Sundance Film poster
Directed by Todd Douglas Miller
Produced by Todd Douglas Miller
Music by Matt Morton
Cinematography Thomas Petersen
Edited by Todd Douglas Miller
Production
company
Statement Pictures
Distributed by CNN Films
Lionsgate
Release dates
  • January 16, 2014 (2014-01-16) (Sundance)
Running time
100 minutes
Country United States
Language English

Dinosaur 13 is a 2014 American documentary film directed and produced by Todd Douglas Miller.[1] The film premiered in competition category of U.S. Documentary Competition program at the 2014 Sundance Film Festival on January 16, 2014.[2][3]

After its premiere at the Sundance Film Festival, CNN Films and Lionsgate acquired distribution rights of the film.[4][5] In 2015 Dinosaur 13 won the Emmy for Outstanding Science and Technology Programming at the 36th Annual News and Documentary Emmy Awards. [6]

Plot

The film depicts the event of 1990, when American paleontologist Sue Hendrickson working with Pete Larson and his team discovered the largest and most complete Tyrannosaurus rex ever found (nicknamed "Sue") while digging in the badlands of South Dakota.

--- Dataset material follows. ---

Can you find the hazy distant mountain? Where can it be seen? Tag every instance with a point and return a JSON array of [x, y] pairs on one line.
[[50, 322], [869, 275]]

The skeleton was seized from Larson by the federal government, followed by a ten-year-long battle with the FBI, the National Park Service, the Bureau of Indian Affairs, and Maurice Williams, the landowner on whose property the bones were discovered. Pete Larson also spent 18 months in prison.[7]

Reception

The film received positive response from critics. Dennis Harvey, in his review for Variety, called the documentary "engrossing".[8] Duane Byrge of The Hollywood Reporter gave the film positive review and said that it involves a "story of scientific discovery and petty politics".[9] Eric Kohn from Indiewire in his review said that "A subset of the recent scientific-documentary-as-thriller tradition epitomized by The Cove and Blackfish, Todd Douglas Miller's Dinosaur 13 is both awe-inspiring and tragic."[10]

After the film aired, The Society of Vertebrate Paleontology, a society of professional academic paleontologists that depend largely on government grants for research as well as access to publicly-owned land to carry out their work on, issued a statement of full support for legally-protecting fossils on public land and criticized Dinosaur 13 for implying that government ownership of fossil specimens impedes paleontological science.[11]